Afortunadamente sus hijos no estaban cerca para oírlo, y el númida vio cómo Sila le dirigía un saludo militar de despedida y a continuación se acercaba a sus hijos para verificar las cadenas. Miró detenidamente todo aquel mundo amenazador que le rodeaba, las masas enfebrecidas de criados blandiendo coronas y guirnaldas de laureles de victoria, los músicos haciendo sonar los cuernos y las extrañas trompetas con cabeza de caballo que Ahenobarbo había arrebatado a los galos cabelludos, los danzarines ensayando sus piruetas en el último momento, los caballos piafando y pateando impacientes, los bueyes atados por docenas a los carros, con sus cuernos dorados y la papada enguirnaldada, un burrito aguador con un sombrero de paja grotescamente coronado de laurel y con las orejas asomando por unos agujeros, una vieja bruja desdentada de senos fláccidos vestida de púrpura y oro de pies a cabeza y a la que hacían subir a un carro pesado, en el cual se tumbó en una litera forrada de púrpura como si fuese la más famosa cortesana, y que le miró de hito en hito con unos ojos de cancerbero. Merecía tener tres cabezas...
Una vez iniciado el desfile, el ritmo fue veloz.

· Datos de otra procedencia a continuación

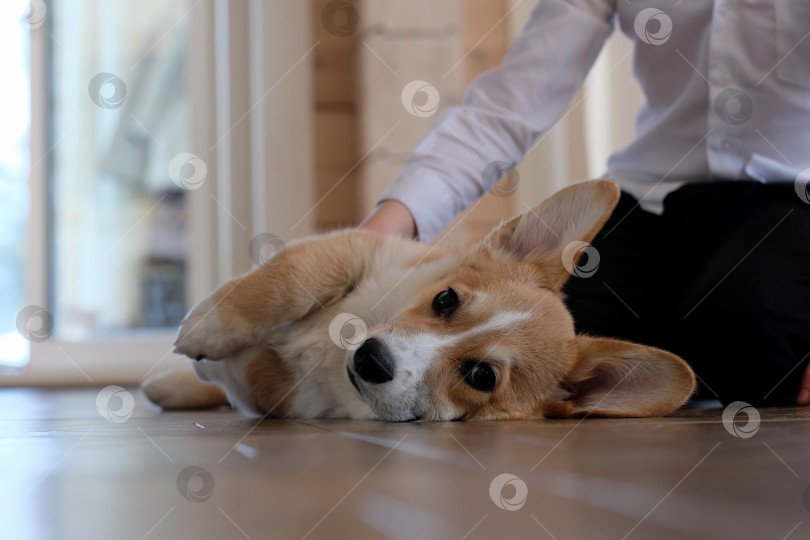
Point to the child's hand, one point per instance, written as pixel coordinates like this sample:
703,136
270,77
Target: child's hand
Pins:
391,218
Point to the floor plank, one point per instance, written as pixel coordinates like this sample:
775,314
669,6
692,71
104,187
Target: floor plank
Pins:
67,472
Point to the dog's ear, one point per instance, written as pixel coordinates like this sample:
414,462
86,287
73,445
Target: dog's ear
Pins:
553,235
619,378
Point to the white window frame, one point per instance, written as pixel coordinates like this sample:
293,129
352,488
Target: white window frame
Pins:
249,63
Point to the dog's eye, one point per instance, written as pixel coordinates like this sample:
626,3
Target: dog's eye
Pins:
479,376
445,302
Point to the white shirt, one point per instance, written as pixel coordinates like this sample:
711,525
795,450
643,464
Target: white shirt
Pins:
727,86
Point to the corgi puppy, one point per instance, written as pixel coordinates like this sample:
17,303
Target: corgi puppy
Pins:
354,325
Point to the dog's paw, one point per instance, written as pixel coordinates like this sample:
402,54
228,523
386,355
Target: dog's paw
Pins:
182,389
202,334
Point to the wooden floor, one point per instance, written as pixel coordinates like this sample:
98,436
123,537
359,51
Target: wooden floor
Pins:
68,472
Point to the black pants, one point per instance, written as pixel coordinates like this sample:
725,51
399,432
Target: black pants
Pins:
721,278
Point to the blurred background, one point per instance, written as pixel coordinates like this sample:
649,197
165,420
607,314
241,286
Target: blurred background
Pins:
150,149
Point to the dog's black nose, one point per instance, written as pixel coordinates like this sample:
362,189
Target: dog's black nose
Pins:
372,363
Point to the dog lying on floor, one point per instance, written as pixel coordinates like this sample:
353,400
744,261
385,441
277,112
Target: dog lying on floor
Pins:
471,334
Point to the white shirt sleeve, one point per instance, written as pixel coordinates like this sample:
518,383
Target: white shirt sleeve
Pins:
504,111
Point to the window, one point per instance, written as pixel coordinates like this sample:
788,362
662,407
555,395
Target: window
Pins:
15,110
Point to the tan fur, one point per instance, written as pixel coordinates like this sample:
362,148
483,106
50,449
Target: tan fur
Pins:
265,336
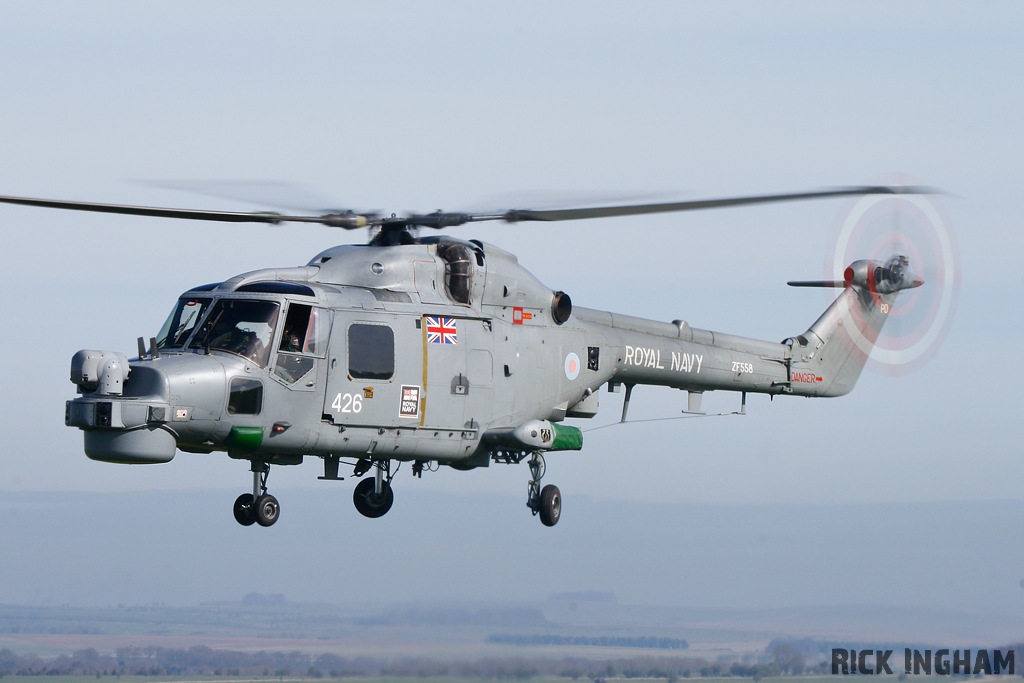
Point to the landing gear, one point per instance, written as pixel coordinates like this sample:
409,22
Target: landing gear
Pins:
373,498
267,510
257,507
245,512
551,505
547,502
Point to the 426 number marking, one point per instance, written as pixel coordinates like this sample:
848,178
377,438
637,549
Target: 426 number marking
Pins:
349,402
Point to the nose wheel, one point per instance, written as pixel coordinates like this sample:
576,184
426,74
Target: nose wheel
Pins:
258,507
373,498
547,502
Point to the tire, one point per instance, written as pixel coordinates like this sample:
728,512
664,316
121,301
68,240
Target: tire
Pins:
551,505
245,512
368,503
267,510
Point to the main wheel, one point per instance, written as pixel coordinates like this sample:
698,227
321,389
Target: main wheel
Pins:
267,510
369,503
245,513
551,505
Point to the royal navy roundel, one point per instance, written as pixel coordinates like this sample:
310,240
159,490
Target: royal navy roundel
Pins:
571,366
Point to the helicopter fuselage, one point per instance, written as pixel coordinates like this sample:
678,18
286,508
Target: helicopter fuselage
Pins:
428,351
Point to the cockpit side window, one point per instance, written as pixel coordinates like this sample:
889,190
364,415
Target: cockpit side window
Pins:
458,270
244,327
306,330
181,322
306,334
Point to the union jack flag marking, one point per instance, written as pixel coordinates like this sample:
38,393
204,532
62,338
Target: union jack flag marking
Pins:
441,331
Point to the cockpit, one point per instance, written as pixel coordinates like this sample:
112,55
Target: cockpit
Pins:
248,327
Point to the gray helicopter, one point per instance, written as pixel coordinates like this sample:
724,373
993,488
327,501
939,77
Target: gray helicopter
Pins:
429,350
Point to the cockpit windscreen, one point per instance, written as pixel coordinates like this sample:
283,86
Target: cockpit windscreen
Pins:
181,322
244,327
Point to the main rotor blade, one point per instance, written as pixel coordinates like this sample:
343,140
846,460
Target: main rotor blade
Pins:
342,220
636,209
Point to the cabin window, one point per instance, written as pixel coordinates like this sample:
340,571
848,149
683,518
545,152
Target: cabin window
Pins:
244,327
371,351
181,322
458,270
246,396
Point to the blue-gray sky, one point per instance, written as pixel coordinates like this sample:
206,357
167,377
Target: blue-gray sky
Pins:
418,107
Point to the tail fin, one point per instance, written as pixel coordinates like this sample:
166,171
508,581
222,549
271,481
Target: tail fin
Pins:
828,357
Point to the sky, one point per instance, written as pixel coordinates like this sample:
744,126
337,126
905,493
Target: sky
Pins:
459,105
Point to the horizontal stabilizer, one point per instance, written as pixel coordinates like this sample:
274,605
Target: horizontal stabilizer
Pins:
838,284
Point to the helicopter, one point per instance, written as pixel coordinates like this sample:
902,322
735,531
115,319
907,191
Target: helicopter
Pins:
430,350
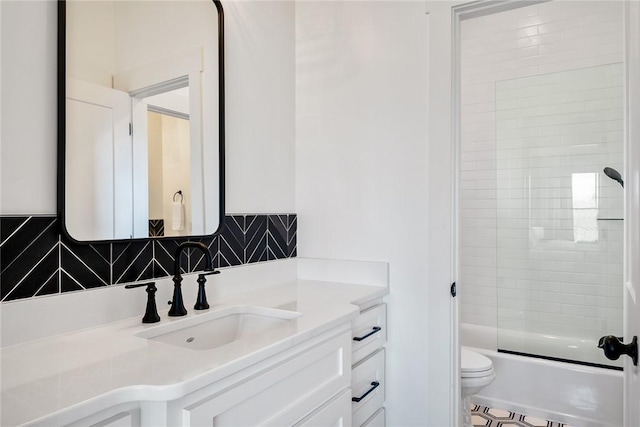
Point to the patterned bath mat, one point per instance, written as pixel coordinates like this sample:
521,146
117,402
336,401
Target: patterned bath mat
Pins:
482,416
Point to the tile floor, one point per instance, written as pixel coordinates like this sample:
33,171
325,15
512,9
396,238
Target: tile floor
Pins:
482,416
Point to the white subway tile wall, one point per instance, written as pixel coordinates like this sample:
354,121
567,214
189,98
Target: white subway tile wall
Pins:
541,116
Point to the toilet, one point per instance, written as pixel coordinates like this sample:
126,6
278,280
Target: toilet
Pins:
476,372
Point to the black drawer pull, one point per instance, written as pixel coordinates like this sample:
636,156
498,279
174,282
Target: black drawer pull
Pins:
375,329
374,385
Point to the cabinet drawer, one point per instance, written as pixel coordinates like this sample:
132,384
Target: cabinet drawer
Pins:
376,420
335,413
278,396
369,332
368,383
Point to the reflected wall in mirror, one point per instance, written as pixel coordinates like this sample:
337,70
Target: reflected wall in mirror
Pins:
141,146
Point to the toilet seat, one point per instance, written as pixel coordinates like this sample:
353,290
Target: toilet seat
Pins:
474,365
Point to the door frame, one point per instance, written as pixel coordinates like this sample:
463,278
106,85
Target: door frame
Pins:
631,311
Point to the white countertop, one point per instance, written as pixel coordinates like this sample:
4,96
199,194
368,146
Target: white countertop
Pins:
108,364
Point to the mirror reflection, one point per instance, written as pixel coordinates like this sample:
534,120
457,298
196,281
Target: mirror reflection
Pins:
140,158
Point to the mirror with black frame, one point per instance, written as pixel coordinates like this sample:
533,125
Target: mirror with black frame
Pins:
141,118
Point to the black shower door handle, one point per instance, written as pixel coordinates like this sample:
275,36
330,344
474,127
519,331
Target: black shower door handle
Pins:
613,348
374,385
373,331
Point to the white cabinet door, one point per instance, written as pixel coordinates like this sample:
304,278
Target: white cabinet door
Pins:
125,415
278,396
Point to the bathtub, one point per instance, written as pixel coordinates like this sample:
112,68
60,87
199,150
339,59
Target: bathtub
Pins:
565,392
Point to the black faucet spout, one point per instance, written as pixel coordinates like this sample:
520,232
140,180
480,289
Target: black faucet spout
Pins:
195,245
177,304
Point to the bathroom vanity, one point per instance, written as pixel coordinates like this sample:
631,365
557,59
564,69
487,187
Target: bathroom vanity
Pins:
293,353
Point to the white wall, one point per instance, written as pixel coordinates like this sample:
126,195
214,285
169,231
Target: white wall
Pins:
574,288
260,107
28,139
361,166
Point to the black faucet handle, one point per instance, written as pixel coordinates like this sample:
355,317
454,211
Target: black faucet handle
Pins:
151,313
149,285
208,273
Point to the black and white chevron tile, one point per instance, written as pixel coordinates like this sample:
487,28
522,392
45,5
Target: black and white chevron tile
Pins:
156,227
35,260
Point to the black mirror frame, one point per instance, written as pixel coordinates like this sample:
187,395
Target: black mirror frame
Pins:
62,86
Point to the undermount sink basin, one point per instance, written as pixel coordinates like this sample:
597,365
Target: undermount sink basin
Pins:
217,328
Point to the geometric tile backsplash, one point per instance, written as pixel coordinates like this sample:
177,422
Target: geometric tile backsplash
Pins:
36,260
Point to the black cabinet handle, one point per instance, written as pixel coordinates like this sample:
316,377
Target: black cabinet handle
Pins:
375,329
374,385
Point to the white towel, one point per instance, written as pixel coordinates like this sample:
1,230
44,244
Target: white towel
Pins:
178,216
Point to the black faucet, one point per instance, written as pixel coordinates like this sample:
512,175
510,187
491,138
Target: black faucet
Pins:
177,305
151,314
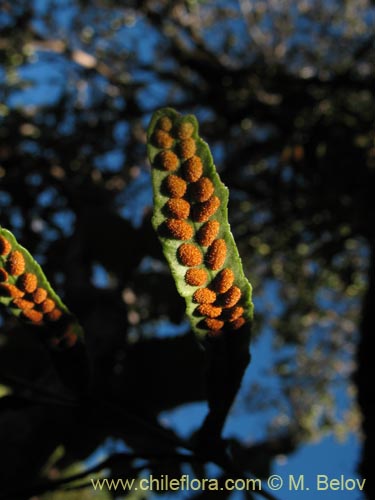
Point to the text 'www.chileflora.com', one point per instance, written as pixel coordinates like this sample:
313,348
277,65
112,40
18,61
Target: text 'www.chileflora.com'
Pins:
291,482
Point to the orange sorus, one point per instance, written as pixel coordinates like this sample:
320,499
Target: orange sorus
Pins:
16,263
196,277
167,160
230,298
204,296
236,324
207,233
48,305
203,211
3,274
5,246
165,123
178,208
27,282
187,148
23,304
185,130
223,281
189,255
179,229
234,314
162,139
175,186
216,254
213,324
32,315
192,169
54,315
39,295
209,310
10,291
215,333
201,190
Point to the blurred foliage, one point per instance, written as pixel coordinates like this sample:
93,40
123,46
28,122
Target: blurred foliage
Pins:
284,92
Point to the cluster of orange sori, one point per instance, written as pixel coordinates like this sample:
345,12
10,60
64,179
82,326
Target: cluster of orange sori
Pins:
26,295
192,200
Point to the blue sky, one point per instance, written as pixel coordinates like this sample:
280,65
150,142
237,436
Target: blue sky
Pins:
329,456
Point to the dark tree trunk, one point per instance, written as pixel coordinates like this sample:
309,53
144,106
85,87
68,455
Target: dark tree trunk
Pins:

Generalmente marchaban en cabeza el Senado y todos los magistrados, y a continuación danzarines y payasos imitando a los famosos; seguía después el botín y las carrozas de trofeos, más danzarines, músicos y bufones escoltando a las bestias para el sacrificio con los sacerdotes, precediendo a los prisioneros de alcurnia y al general triunfador en su carro antiguo. Y finalmente las legiones. Pero Cayo Mario cambió algo aquel orden y desfiló a la cabeza del botín, el cortejo y los trofeos, para llegar al Capitolio y efectuar los sacrificios e inmediatamente ser investido cónsul y presidir la sesión inaugural del Senado y la fiesta en el templo de Júpiter Optimus Maximus.
Yugurta no pudo disfrutar de aquel su primer y último paseo a pie por las calles de Roma. Lo que le preocupaba era cómo iba a morir. Un hombre tenía que morir más tarde o más temprano, y él había tenido una vida muy agradable, a pesar de que hubiese acabado en derrota. Había dado que hacer a los romanos. Bomílcar, su querido hermano... también había muerto en una mazmorra, ahora que lo pensaba. Quizá el fratricidio disgustase a los dioses, por muy válido que fuese el motivo. Bien, sólo los dioses sabían cuántos de su propia sangre habían perecido a instigación suya, o por su propia mano. ¿Estaban menos manchadas de sangre sus manos por no haber participado directamente?